What if we live in a world where time matters?

            The Past is tied directly into the future. Daily we unknowingly plot our future. We burn bridges that haven’t even been built yet, we rip pages out of our lives that we will need and all without seeing it coming. This makes me think, would it matter to me if my life was different. If I went back in time and moved to another state or country would my life be as complete as it is now? Would the vacancy of what I have now touch me? Would it even matter to me? After all if that happened I wouldn’t have any recollection of my current living. I don’t think I would miss what I have now. You can’t miss what you never had. I find that saying funny. It’s true and false at the same time. You cant miss what you never had but the fact that you don’t have it can drill a hole so deep and dark and moth eaten, filthy that the feelings would be almost identical. It’s not a question of “will the past affect the future” the past will affect the future. The events of yesterday always have and always will determine the day we see tomorrow. There’s no getting around it. Even if some sophisticated person tries to hide or erase the archives of our history. Even if a well known trusted friend, or a scholar on an intelligent pedestal tells us what did or didn’t happen. Weather or not we believe them the future will happen. History is its own entity that doesn’t care if we believe what it has done or has in store for us. It will continue to do its job and keep the things that we did a moment past in our present. No matter how long we live. As the good book says: Shall ye reap that thou hast sewn. Weather or not you know that you sewn it.
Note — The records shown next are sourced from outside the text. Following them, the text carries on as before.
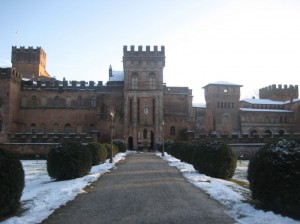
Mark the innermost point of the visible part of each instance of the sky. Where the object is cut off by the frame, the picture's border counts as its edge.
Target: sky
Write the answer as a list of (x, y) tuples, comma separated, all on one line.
[(253, 43), (41, 196)]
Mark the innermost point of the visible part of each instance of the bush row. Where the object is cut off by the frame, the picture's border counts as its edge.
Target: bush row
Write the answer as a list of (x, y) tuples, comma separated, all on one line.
[(70, 160), (11, 183), (211, 157)]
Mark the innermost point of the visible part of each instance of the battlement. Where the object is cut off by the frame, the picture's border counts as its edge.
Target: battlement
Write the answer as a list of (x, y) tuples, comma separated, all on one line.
[(143, 53), (29, 50), (10, 73), (279, 93), (58, 85)]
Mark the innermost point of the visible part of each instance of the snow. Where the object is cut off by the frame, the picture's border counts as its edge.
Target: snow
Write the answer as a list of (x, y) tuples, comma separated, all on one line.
[(231, 195), (42, 195)]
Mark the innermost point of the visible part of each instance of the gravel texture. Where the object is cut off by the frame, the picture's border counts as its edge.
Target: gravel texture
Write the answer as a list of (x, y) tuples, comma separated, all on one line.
[(142, 189)]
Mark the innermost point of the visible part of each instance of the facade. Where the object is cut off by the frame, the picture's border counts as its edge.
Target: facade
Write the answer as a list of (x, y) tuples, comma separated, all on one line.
[(38, 109)]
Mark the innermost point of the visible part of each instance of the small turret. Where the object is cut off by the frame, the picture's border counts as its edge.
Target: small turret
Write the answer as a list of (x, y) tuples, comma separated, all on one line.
[(110, 71)]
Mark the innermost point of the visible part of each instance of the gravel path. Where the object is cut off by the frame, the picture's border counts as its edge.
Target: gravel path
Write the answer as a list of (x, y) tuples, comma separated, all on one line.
[(142, 189)]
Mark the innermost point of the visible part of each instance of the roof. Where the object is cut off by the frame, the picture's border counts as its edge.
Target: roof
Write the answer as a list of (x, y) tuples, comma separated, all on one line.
[(201, 105), (263, 101), (264, 110), (222, 83), (117, 76)]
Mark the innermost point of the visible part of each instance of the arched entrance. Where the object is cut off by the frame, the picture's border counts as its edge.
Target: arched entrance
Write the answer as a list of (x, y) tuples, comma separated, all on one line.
[(130, 143)]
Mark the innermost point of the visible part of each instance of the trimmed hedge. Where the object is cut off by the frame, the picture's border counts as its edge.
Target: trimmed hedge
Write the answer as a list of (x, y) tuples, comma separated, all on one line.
[(274, 176), (69, 160), (98, 152), (120, 144), (11, 183), (214, 158), (108, 147)]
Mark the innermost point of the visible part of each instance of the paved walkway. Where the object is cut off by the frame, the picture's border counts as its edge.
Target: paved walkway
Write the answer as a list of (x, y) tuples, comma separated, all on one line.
[(142, 189)]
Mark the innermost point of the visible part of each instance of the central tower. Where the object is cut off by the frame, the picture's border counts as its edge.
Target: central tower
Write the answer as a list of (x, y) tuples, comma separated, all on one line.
[(143, 95)]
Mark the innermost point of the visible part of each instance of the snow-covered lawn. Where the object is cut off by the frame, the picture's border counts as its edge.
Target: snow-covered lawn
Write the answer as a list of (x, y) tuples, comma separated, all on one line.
[(230, 194), (41, 195)]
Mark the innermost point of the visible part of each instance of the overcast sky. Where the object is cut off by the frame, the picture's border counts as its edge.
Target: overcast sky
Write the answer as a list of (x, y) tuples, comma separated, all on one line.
[(254, 43)]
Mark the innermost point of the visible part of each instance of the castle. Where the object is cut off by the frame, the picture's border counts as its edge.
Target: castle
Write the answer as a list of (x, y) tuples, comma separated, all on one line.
[(135, 105)]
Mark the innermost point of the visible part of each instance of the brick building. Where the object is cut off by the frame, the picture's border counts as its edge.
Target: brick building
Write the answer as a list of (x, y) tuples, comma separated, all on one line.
[(36, 109)]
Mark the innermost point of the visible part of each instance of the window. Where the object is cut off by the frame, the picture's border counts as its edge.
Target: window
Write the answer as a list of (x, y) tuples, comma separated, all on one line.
[(79, 101), (67, 129), (134, 81), (33, 128), (79, 129), (44, 101), (55, 128), (56, 101), (24, 101), (152, 81), (145, 133), (93, 127), (93, 101), (43, 128), (68, 102), (172, 131), (33, 101)]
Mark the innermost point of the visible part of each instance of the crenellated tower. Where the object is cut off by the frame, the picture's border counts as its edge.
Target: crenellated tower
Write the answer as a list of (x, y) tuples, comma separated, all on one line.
[(30, 62), (143, 95), (278, 93), (10, 85)]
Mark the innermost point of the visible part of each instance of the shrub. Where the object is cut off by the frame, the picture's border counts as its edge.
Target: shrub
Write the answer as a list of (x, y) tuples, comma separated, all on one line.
[(108, 148), (11, 183), (98, 152), (120, 144), (274, 176), (214, 158), (69, 160)]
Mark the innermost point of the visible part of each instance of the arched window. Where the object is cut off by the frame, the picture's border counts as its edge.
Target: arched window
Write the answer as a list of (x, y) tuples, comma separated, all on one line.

Individuality doused in gasoline and lit ablaze. Not on my watch!

The big thing that I can relate to 1987 with is the extinguishing of all creativity, personality, individuality or things of that kind. The stifling of ones sense of self expression is in my opinion one of the most atrocious of acts. To take a person’s thoughts from them is inhumane. The one thing that a person really owns, that is all theirs. The single possession that one has to separate themselves from the masses is their mind. To take that from me would be the end of my life as I know it. If I wasn’t me I would find no reason to continue existence. If I couldn’t be me then the point of life would be to continue life. There is no real purpose in that. In my perspective life is about finding yourself. Knowing your reason to be alive, and if you have no personality or individuality then your purpose would be the same as everyone else. You would live to stay alive. I would rather die. That’s what’s going to happen in the end to all of us so there is no reason to live unless you have a personal goal that you yourself push to achieve. In a simultaneous world I am just one drop in the ocean. But in the world as we know it now I am a drop of blood in the ocean. I stand apart from my fellow water drops yet I leave a little of me in all of them. The sharks of this world are after me and the minnows of this world avoid me. This is what sets me apart from my peers. I see only transparent photocopies one behind another in a neat stack. I am the paper that was set on the copier crooked to make a unique yet sloppily charming individual. I have been frowned upon for perusing myself which leads me to think that the world doesn’t want me to be myself. The majority of people require conformity to feel secure. I need to be the one that draws gasps from John and Jane doe because they know that they wouldn’t dare try to imitate my person.